Given the collaborative medical model (remember that unlike chiropractors, MD/DOs do not believe we know everything nor do we believe we can treat everything) a properly treated patient presenting to a primary care physician for treatment of a musculosketal issue will be referred to another physician. Patients are best served by receiving care from a health care provider with more musculoskeletal training - an orthopedic surgeon or a medical PM&R physician.
BTW - the practicing orthopods ALL passed the test and were used as controls!
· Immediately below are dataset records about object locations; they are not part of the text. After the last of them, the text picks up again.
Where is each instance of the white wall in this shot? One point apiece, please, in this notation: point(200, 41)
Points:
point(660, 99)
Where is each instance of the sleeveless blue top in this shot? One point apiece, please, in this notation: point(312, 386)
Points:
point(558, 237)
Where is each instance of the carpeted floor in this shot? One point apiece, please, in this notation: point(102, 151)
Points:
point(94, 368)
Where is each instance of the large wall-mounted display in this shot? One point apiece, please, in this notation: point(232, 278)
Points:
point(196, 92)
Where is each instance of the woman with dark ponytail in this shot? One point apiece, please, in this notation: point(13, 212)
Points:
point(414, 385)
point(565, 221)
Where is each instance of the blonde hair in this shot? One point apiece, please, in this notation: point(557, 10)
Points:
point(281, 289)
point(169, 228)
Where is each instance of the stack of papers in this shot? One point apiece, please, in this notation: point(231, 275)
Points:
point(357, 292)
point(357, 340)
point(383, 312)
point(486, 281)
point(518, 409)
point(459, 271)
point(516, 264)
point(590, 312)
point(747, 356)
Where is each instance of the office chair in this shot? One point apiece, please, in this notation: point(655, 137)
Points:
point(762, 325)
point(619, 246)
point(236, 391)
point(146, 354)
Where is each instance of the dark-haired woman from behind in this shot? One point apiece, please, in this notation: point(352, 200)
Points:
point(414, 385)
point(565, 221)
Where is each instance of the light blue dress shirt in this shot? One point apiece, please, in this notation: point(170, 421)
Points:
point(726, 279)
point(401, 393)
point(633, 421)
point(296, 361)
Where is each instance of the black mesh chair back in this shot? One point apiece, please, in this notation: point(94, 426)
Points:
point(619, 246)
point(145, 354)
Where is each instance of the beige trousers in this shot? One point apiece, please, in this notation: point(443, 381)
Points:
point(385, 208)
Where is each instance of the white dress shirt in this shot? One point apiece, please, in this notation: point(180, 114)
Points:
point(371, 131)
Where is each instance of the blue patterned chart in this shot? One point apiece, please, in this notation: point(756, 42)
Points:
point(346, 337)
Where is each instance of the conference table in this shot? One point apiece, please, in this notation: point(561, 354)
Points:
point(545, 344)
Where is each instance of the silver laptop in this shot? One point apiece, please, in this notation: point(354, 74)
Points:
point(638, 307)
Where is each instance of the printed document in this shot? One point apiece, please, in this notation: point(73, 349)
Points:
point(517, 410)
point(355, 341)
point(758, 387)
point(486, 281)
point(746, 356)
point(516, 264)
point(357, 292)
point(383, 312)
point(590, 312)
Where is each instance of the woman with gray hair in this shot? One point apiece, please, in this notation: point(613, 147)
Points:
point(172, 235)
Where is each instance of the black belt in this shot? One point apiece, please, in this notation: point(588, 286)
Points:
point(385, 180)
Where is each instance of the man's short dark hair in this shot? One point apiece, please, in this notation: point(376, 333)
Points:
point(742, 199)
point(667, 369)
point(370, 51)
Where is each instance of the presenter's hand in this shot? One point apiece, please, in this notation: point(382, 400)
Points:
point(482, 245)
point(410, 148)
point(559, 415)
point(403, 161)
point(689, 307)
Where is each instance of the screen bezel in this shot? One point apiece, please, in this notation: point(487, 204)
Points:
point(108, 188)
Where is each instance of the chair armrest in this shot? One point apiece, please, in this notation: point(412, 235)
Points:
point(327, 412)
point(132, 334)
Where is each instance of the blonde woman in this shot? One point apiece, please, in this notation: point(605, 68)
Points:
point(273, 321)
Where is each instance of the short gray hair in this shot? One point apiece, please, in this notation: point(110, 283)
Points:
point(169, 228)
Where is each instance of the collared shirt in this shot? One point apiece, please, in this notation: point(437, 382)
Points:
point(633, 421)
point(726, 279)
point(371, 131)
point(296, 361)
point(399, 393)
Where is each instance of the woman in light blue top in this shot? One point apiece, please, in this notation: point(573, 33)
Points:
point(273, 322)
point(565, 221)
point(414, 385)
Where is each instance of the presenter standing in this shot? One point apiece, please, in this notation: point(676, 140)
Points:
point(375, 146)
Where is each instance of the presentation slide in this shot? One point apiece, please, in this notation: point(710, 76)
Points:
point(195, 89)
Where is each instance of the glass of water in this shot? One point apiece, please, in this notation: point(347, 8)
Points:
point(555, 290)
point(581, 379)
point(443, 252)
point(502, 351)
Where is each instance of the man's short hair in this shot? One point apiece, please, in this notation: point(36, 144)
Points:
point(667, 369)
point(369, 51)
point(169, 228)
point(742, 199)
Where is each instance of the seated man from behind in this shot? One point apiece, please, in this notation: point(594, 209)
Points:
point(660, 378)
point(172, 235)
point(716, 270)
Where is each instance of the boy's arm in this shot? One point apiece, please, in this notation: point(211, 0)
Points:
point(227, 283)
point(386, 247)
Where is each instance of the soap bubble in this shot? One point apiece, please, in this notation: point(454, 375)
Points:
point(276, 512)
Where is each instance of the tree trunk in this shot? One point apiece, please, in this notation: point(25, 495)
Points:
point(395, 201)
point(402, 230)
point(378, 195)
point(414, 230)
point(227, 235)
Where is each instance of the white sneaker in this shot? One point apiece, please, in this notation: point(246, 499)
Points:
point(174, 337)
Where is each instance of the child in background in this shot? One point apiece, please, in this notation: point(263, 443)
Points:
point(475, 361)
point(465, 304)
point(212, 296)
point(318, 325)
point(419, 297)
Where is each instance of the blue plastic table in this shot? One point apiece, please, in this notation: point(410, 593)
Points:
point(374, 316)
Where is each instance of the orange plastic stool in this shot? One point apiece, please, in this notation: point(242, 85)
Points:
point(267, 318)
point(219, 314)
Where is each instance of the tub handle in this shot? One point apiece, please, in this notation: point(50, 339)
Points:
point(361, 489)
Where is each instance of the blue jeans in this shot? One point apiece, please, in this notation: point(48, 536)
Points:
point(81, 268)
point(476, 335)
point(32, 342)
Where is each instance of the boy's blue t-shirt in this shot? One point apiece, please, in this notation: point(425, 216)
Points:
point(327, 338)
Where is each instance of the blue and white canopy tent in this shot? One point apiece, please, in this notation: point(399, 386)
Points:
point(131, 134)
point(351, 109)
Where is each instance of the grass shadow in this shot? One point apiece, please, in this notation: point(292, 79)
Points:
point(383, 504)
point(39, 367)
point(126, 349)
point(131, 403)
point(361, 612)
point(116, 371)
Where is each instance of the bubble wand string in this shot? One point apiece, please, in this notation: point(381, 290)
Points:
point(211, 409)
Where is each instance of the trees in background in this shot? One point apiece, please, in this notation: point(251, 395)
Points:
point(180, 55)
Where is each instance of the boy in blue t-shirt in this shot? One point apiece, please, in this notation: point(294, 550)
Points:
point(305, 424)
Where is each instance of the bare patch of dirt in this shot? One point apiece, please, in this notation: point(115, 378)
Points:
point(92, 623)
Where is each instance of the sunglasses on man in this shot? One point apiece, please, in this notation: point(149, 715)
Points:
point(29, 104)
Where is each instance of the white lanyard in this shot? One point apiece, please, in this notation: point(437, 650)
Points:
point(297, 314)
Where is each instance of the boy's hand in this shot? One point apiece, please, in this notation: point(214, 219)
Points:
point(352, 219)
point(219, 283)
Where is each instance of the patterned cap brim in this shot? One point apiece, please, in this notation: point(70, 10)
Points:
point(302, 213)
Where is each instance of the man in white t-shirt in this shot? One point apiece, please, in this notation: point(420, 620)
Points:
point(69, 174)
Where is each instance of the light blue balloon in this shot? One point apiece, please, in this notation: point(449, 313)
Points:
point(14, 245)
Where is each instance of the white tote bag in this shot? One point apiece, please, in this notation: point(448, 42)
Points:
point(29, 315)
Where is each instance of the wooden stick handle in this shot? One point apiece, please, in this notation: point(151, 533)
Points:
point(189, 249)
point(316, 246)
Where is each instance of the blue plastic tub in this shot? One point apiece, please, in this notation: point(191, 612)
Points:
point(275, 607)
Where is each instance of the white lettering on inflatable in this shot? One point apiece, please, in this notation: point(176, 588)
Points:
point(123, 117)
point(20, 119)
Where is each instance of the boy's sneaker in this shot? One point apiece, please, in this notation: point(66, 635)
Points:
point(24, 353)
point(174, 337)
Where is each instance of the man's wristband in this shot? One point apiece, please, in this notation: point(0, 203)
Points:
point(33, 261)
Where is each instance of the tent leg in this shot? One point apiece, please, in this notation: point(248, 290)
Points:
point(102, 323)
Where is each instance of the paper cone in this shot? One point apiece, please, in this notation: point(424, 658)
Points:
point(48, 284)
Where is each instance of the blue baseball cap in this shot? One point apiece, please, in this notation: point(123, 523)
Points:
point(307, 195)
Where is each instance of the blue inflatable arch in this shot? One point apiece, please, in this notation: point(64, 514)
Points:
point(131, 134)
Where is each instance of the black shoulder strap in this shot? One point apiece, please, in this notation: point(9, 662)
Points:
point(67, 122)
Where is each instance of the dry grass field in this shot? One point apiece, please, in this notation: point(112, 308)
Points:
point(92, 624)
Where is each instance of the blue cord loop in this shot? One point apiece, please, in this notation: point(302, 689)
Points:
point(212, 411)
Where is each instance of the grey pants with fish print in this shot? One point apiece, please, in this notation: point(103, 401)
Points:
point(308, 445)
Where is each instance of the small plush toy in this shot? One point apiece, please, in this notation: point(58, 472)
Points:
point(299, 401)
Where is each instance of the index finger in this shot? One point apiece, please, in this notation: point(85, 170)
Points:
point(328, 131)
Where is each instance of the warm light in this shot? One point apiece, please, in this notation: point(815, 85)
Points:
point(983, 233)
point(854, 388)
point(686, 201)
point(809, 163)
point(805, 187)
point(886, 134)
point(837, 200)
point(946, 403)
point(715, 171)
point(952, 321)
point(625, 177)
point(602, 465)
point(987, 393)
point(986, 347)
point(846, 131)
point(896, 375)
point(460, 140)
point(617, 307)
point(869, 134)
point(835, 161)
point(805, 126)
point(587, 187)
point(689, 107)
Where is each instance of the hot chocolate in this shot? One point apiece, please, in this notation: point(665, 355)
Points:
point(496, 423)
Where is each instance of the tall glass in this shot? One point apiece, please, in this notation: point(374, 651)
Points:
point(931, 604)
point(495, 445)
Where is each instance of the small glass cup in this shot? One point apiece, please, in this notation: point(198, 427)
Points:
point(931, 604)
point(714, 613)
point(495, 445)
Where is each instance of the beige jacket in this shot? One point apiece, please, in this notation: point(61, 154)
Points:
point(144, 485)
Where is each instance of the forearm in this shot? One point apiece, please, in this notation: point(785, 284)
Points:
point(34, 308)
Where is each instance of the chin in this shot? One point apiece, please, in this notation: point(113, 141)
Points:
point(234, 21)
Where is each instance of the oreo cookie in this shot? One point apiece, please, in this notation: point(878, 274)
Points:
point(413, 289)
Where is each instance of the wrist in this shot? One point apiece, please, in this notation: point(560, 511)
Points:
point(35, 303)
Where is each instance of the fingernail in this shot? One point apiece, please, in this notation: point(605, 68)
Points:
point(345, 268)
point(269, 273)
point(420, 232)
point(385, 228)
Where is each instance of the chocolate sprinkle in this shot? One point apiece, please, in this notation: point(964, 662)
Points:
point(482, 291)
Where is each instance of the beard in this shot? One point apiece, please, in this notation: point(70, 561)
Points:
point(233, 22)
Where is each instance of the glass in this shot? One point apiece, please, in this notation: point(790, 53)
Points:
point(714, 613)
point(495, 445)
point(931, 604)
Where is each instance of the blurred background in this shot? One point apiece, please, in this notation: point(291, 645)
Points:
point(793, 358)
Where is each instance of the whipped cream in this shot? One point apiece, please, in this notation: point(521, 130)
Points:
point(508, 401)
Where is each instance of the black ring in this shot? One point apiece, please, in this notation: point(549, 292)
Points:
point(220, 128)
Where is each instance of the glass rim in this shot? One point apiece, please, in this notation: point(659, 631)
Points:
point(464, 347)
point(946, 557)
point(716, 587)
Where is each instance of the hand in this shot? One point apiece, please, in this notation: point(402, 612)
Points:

The last problem is that you need to remember that there are, within chiropractic, at least three distinct groups, each of whom have a very different vision of chiropractic - especially in regard to it's scope. There are "straight" chiropractors who hold dear the principles of Palmer and the belief that nervous system dysfunction holds the key to most health problems. Then there are the "mixers" who agree that there is little scientific basis for most of Palmer's theories, but who feel chiropractic is a useful modality for treatment neuro/muscular/skeletal problems. Then there are the "psuedo-mixers" who hold on to Palmer's theories and try and expand them through "new" and decidedly non-medical practices. These folks are often very "anti-medicine" and truly believe that the "Rosetta Stone" to all of health lay within their grasp. Each of these groups is "entrenched" in the profession and have resist standardizing the profession in any vision but their own. These groups infight so much that it is impossible to even define chiropractic care anymore because the care you will recieve will vary so greatly based on which "camp" your practitioner comes from.